Driven by new requirements and new types of workloads, many organizations have invested in specialized database technologies in recent years. New systems had to support big transactional and analytical workloads. They had been using general-purpose database technology for years, but discovered it was no longer good enough. New data requirements demanded specialized database technology.

General-purpose database technology was suitable for developing almost any type of workload. With this technology, data warehouses, websites, transactional databases, and so on, could be developed. They were good at everything, but they did not excel in certain workloads. It was time for specialized database technologies optimized for certain types of workload. Some were developed specifically for graph analytics, others for massive data ingestion workloads, and others were ideal for processing advanced queries on massive amounts of data initiated by data scientists. Organizations needed the power of these technologies to meet their challenging new data requirements.

Many organizations needed support for several, different workloads, but unfortunately, each of the specialized database technologies was developed for only one or two of them. This led organizations to deploy a myriad of database technologies, including:

Key-value stores
Graph databases
Time-series databases
In-memory lookup databases
And more

A myriad of different databases is not without its drawbacks.

First, it led to unbridled copying of data as data had to be copied from source systems to multiple databases. For example, data was copied from source systems to a key-value store to have very fast direct access to individual records, the same data was copied to a graph database for graph analytics, to a time-series database to process typical time-series based queries, and finally, to Parquet files so that the data could be queried by data scientists using a SQL-on-Hadoop engine. Some organizations have also deployed specialized NoSQL products to develop source systems that could support massive transactional workloads. But some of those technologies were not suitable for reporting and analytics, they were optimized for transaction processing. So that data also had to be copied to systems that could handle the analytical workload.
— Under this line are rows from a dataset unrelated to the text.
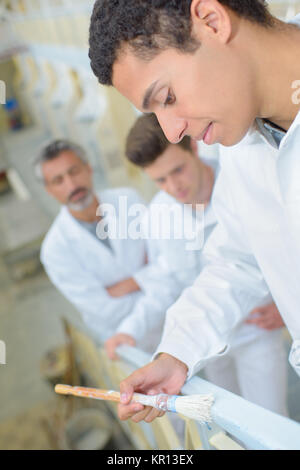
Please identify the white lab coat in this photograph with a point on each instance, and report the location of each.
(255, 248)
(81, 267)
(246, 369)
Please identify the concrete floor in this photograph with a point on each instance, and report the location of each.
(31, 311)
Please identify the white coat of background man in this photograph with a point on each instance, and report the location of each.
(255, 365)
(227, 72)
(100, 276)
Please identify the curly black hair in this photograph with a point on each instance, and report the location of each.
(150, 26)
(146, 141)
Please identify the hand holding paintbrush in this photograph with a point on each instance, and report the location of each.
(194, 406)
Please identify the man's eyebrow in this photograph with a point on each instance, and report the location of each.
(146, 100)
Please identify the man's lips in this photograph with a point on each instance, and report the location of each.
(202, 135)
(77, 195)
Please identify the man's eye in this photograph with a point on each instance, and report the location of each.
(170, 99)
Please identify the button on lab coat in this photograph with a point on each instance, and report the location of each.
(255, 248)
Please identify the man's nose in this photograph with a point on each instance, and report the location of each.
(174, 127)
(70, 183)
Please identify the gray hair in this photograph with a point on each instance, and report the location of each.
(52, 150)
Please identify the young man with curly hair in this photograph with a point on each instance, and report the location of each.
(221, 71)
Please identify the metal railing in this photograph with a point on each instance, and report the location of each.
(250, 425)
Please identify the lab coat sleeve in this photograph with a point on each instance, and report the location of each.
(100, 312)
(161, 289)
(199, 326)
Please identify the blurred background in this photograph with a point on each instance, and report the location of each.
(47, 91)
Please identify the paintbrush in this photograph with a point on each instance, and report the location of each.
(192, 406)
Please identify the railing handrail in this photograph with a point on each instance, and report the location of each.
(257, 427)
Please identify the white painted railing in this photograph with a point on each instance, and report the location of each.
(250, 425)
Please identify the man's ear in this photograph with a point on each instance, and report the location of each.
(210, 19)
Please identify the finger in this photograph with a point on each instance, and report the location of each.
(127, 411)
(131, 383)
(110, 350)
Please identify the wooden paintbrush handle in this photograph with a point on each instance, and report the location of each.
(99, 394)
(88, 392)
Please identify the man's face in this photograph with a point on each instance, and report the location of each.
(209, 94)
(177, 172)
(68, 179)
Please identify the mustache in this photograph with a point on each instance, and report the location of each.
(76, 191)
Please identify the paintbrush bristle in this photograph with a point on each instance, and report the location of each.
(196, 407)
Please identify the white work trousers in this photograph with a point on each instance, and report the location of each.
(256, 370)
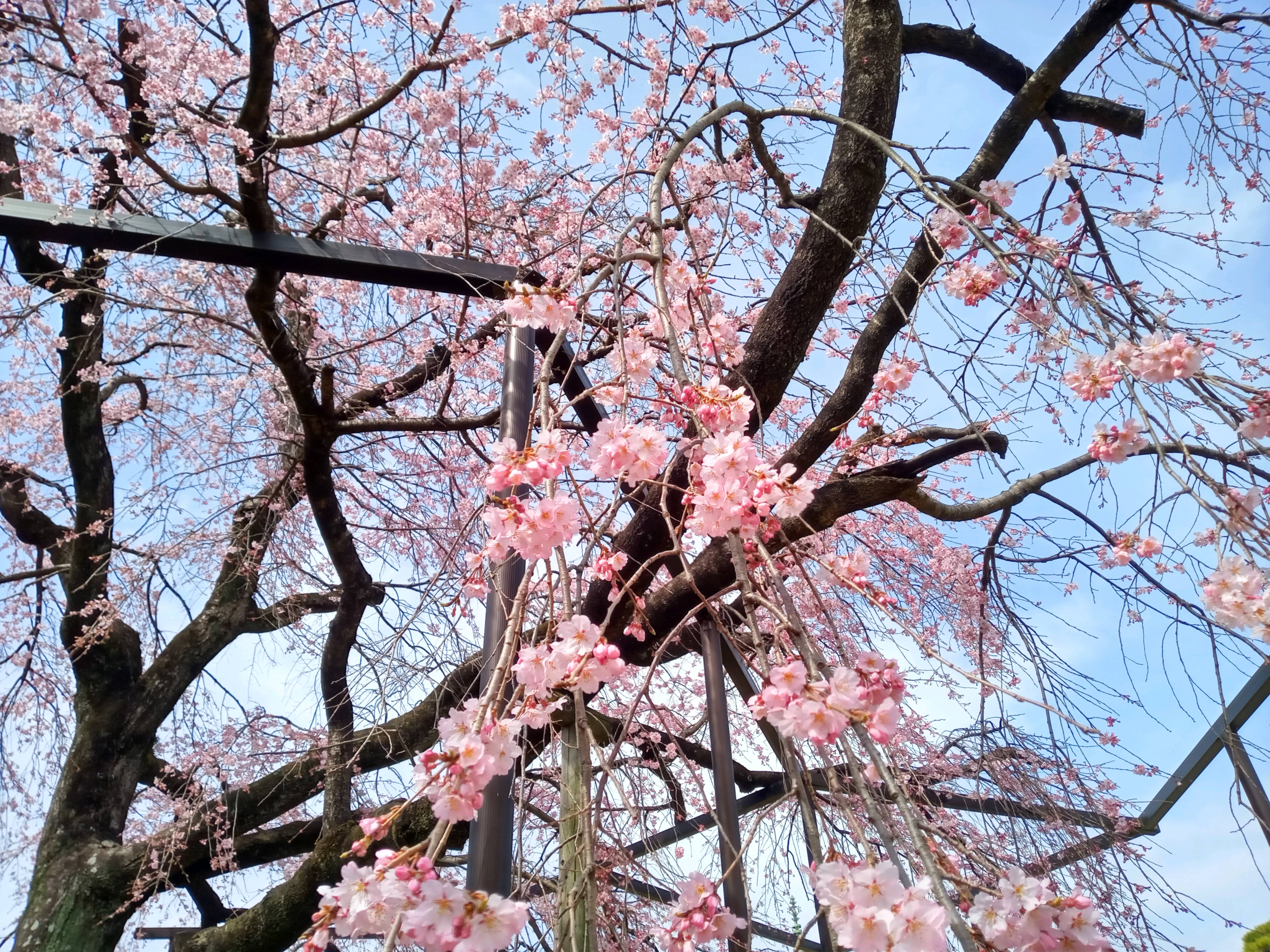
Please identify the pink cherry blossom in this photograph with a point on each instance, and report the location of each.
(529, 308)
(1258, 426)
(698, 918)
(544, 461)
(948, 229)
(968, 282)
(1093, 377)
(1114, 445)
(1159, 360)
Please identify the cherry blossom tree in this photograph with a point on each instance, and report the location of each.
(863, 398)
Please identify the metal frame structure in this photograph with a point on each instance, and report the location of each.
(491, 859)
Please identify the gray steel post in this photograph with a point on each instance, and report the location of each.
(1250, 782)
(726, 785)
(490, 852)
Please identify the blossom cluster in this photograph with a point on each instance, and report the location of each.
(1258, 426)
(529, 308)
(470, 757)
(627, 451)
(533, 530)
(1093, 377)
(699, 917)
(1159, 360)
(718, 407)
(1029, 916)
(737, 490)
(970, 282)
(854, 571)
(580, 658)
(821, 710)
(1236, 596)
(1114, 445)
(544, 461)
(948, 226)
(895, 376)
(870, 911)
(435, 915)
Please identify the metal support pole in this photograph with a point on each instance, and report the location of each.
(1249, 781)
(490, 868)
(726, 785)
(746, 686)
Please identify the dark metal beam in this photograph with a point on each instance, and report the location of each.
(684, 829)
(1249, 782)
(658, 894)
(726, 785)
(490, 850)
(1236, 715)
(1243, 707)
(572, 379)
(241, 248)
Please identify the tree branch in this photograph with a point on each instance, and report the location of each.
(968, 48)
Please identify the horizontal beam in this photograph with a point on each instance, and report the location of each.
(140, 234)
(685, 829)
(660, 894)
(1147, 824)
(1234, 718)
(572, 379)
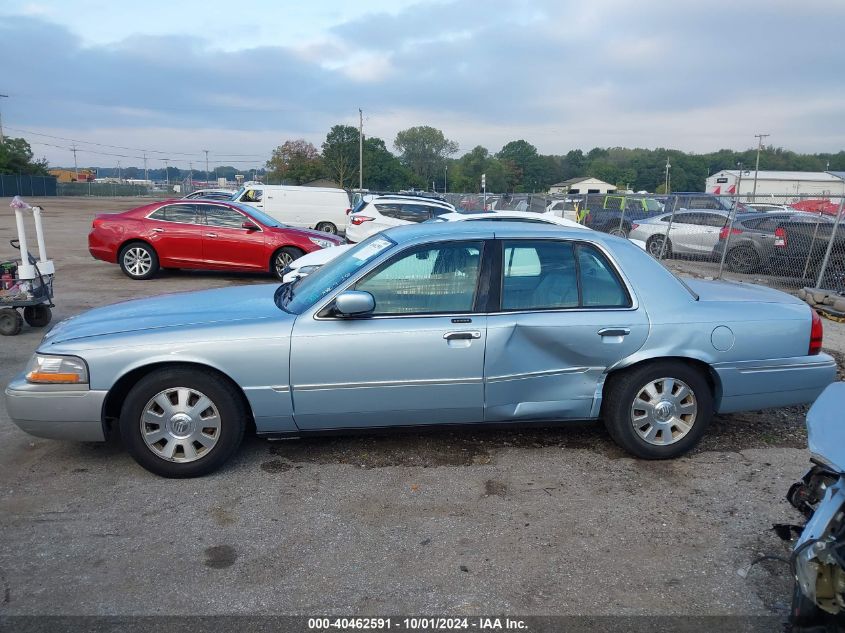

Second, when data is stored in so many different and independent databases, it goes without saying that data integration becomes a challenge.

Third, users of these databases work with copied data, and therefore not with zero-latency data. But the fact is users increasingly need zero-latency data for their work. In fact, in some companies, data is only copied every night, resulting in a very high data latency.

Fourth, the need eventually arose to combine time-series, graph, and text analytics in a single query. With the specialized database technologies, this had to be done in several steps, with each analytical step yielding an intermediate result that would be passed on to next technology for the next analytical step.

Working with different databases is often referred to as polyglot persistence. It indicates that data is stored in different databases that all support their own languages. Developers must therefore use multiple (poly) languages (glot) to access all the stored data (persistence).

Polyglot persistence was never the goal.

It was a way for organizations to deal with these new data requirements. They had no choice when they made this decision.

To solve the issues described above, it is time to go back to monoglot persistence. It is clear that the need exists for database technology that can handle big transactional and analytical workloads concurrently, support multiple data models, and combine different types of analytics. This category is called the unified databases, sometimes referred to as translytical or HTAP (Hybrid Transaction/Analytical Processing) databases.

Unified databases can:

Concurrently process an analytical and transactional workload.
Support multiple data models.
Combine multiple forms of analytics in a single query.

The effect is less copying of data, simpler data architectures, access to zero-latency data, and combined analytics.

Monoglot Persistence: The New Normal?

Again, polyglot persistence was never the goal, it was the only solution at the time to meet the new data requirements. Monoglot persistence should be the goal and unified databases can help us to achieve that goal. Specialized database technology will always be needed, but with unified databases a lot less than a few years ago.